The nonlinear dynamics CVT systems [32–35] driven by the SIM systems [36–39] were proposed. However, those neural networks need longer time to process nonlinear systems The proposed sage dynamic control system using the MMRRSPNN control and RGWO with two adjusted factors can execute intendant control, MRRSPNN control with a fitted learning rule, and repay control with an evaluated rule. In the light of the Lyapunov stability, the fitted learning rule for training parameters in the MRRSPNN is derived online. Therefore, the MMRRSPNN can react to nonlinear uncertainty by learning procedure online. Besides, the RGWO with two adjusted factors, which is used to revise two learning rates of connective weights and recurrent weights in the MRRSPNN, is proposed to attain better convergence and to speed-up convergent speed of weights regulation so as to search for two optimal values. Finally, better control performances obtained by the proposed control method are demonstrated and confirmed by the tested results.
The main tissue in this paper is as follows: Section 2 presents the construction of the SIM expelled CVT clumped system. Section 3 presents the sage dynamic control system using MMRRSPNN control and RGWO with two adjusted factors. Section 4 presents the tested results for the SIM expelled CVT clumped system by using three control methods at three tested cases. Section 5 presents the conclusions.
Construction of CVT clumped system and SIM modelling system
Geometric construction of CVT clumped system
The SIM expelled CVT clumped system with nonlinear uncertainties results in seriously variation. Under the CVT clumped system with nonlinear friction, the torque and speed in the SIM expelled CVT clumped system begets retrograde tracking responses under nonlinear uncertainties. The geometric construction of the SIM and CVT clumped system with negligible belt flexural effects, power and sliding losses is illustrates in Fig. 1 [36–39]. The dynamic equations for all torques under simplified kinematics of the CVT clumped system in the succeeding driven shaft and the preceding driving shaft by using the law of conservancy shown in Fig. 1 are simplified as

Geometric construction of the CVT clumped system: (a) the CVT system and (b) the SIM and CVT clumped system.
The d
1 − q
1 − d
2 − q
2 axes electric equation in the coordinate frames transformation from the six-phase x
1 − y
1 − z
1 − x
2 − y
2 − z
2 axes to the d
1 − q
1 − d
2 − q
2 axes of the SIM can be represented by [2–6]
Figure 2 displays the construction of the SIM expelled CVT clumped system that is composed of three parts as the SIM expelled system, the CVT clumped system and the mix signal field programmable gate array (FPGA) system and TMS 320F28335 digital signal processor (DSP) control system. The CVT clumped system consists of the wheel and the CVT system. The SIM expelled system consists of the current sensors and A/D converter, the sinusoidal pulse width modulation (PWM) control circuit, the interlock and isolated circuits, and the voltage source inverter with six sets of insulated-gate bipolar transistor (IGBT) power modules. The mix FPGA system and TMS 320F28335 DSP control system manufactured by Microcontroller Company can execute an IFOC, a proportional-integral (PI) current control loop and a speed control loop. The IFOC consists of the sin θ e ∕cos θ e generation, the lookup table generation and the coordinate translation. Two gains of the PI current controller are k p1 = 18.1 and k i1 = k p1∕T i1 = 7.2 via certain heuristic comprehension [40–42] in order to get good dynamic response. The SIM expelled system was controlled by the TMS 320F28335 DSP and the mix FPGA control system under aggregated parameter variations and aggregated nonlinear outward disturbances.

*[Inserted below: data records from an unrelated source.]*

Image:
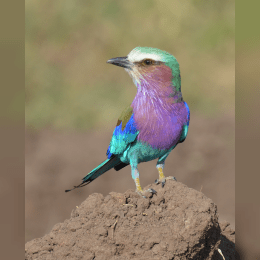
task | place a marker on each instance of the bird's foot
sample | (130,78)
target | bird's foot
(163,180)
(146,193)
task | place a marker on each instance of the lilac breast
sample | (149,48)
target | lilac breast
(159,120)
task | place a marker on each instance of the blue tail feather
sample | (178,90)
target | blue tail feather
(99,170)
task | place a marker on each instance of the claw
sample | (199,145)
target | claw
(163,181)
(152,191)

Construction of the SIM expelled CVT clumped system.
For simplifying the sage dynamic control system design, the entire dynamic equation from ((5)) can be represented by

Block diagram of the sage dynamic control system using MMRRSPNN control and RGWO with two adjusted factors.
From Eq. (14) to Eq. (18), a discrepancy dynamic equation can be represented by
Furthermore, the MRRSPNN with three-layer conformation that is composed of a first layer, a second layer and a third layer is displayed in Fig. 4. The semaphore intentions in each node for each layer are explained in the following expression.

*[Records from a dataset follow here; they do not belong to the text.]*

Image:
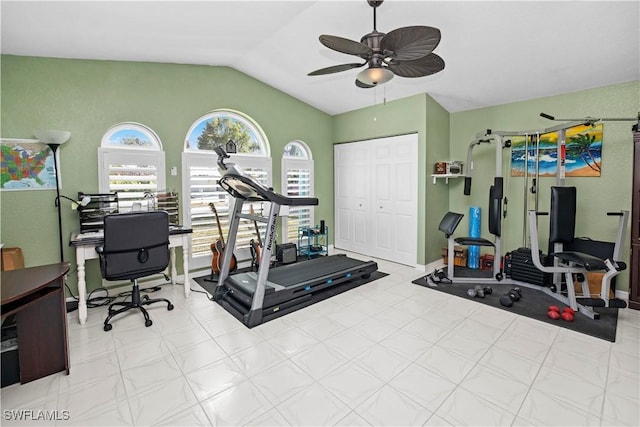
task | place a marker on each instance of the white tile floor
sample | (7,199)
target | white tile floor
(387,353)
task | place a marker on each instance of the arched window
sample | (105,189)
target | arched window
(230,129)
(200,179)
(297,180)
(132,164)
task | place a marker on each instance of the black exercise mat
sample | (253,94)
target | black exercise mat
(534,304)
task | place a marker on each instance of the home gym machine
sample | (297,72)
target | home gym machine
(451,220)
(255,298)
(565,262)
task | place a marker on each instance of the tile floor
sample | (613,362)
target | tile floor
(387,353)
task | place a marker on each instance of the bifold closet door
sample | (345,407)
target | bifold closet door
(376,198)
(352,197)
(394,199)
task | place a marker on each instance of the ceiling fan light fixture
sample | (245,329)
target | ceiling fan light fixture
(375,76)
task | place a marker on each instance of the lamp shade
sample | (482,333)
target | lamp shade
(52,137)
(374,76)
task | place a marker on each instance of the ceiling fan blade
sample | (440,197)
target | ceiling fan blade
(363,85)
(335,69)
(409,43)
(350,47)
(421,67)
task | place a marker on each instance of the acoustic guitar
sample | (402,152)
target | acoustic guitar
(218,248)
(256,247)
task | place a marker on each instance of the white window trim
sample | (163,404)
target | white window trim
(153,137)
(289,163)
(250,123)
(107,156)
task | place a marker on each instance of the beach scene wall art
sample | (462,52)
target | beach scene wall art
(583,152)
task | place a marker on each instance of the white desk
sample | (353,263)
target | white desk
(86,243)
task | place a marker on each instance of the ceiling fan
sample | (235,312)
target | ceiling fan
(404,52)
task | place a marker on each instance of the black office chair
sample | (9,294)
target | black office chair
(135,245)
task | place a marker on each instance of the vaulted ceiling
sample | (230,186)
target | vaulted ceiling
(495,52)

Conformation of the MRRSPNN.
At the first layer, input semaphore and output semaphore are explained by
At the second layer, input semaphore and output semaphore are explained by
At the third layer, semaphore and output semaphore are explained by

Flowchart of of realized control methodologies with real-time implementation by using the DSP control system.

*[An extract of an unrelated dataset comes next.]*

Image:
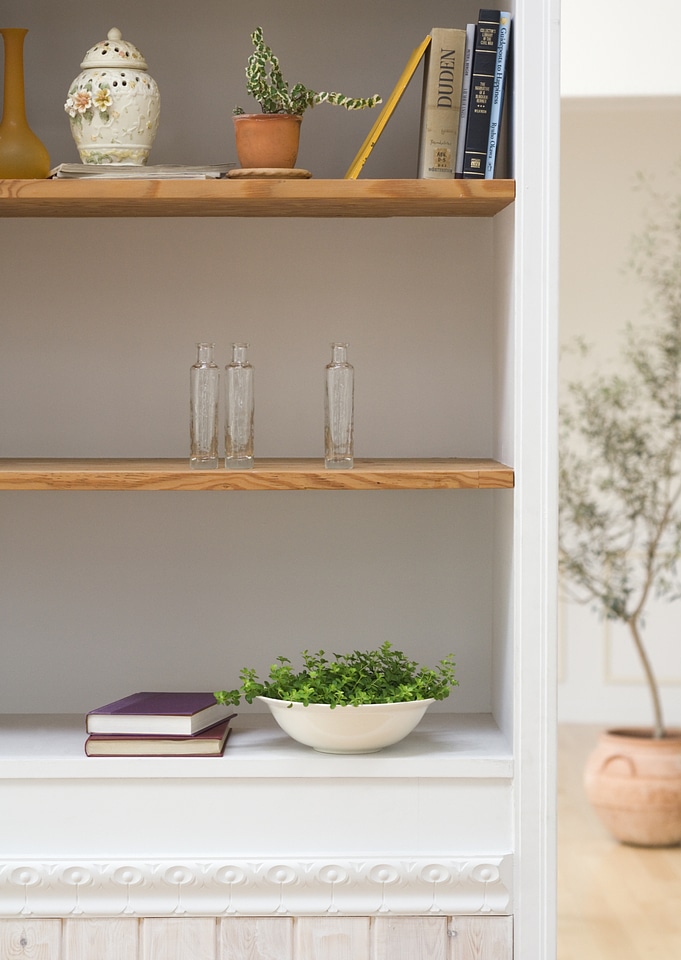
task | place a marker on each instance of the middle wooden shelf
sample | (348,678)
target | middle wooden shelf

Tested results for the SIM expelled CVT clumped system at the tested Example D1 case by using the controller XT1: (a) speed response, (b) speed discrepancy response.

Tested results for the SIM expelled CVT clumped system at the tested Example D2 case by using the controller XT1: (a) speed response, (b) speed discrepancy response.

Tested results for the SIM expelled CVT clumped system by using the controller XT1: (a) response of developed torque at the tested Example D1 case, (b) response of developed torque at the tested Example D2 case.

Tested results for the SIM expelled CVT clumped system at the tested Example D1 case by using the controller XT2: (a) speed response, (b) speed discrepancy response.

Tested results for the SIM expelled CVT clumped system at the tested Example D2 case by using the controller XT2: (a) speed response, and (b) speed discrepancy response.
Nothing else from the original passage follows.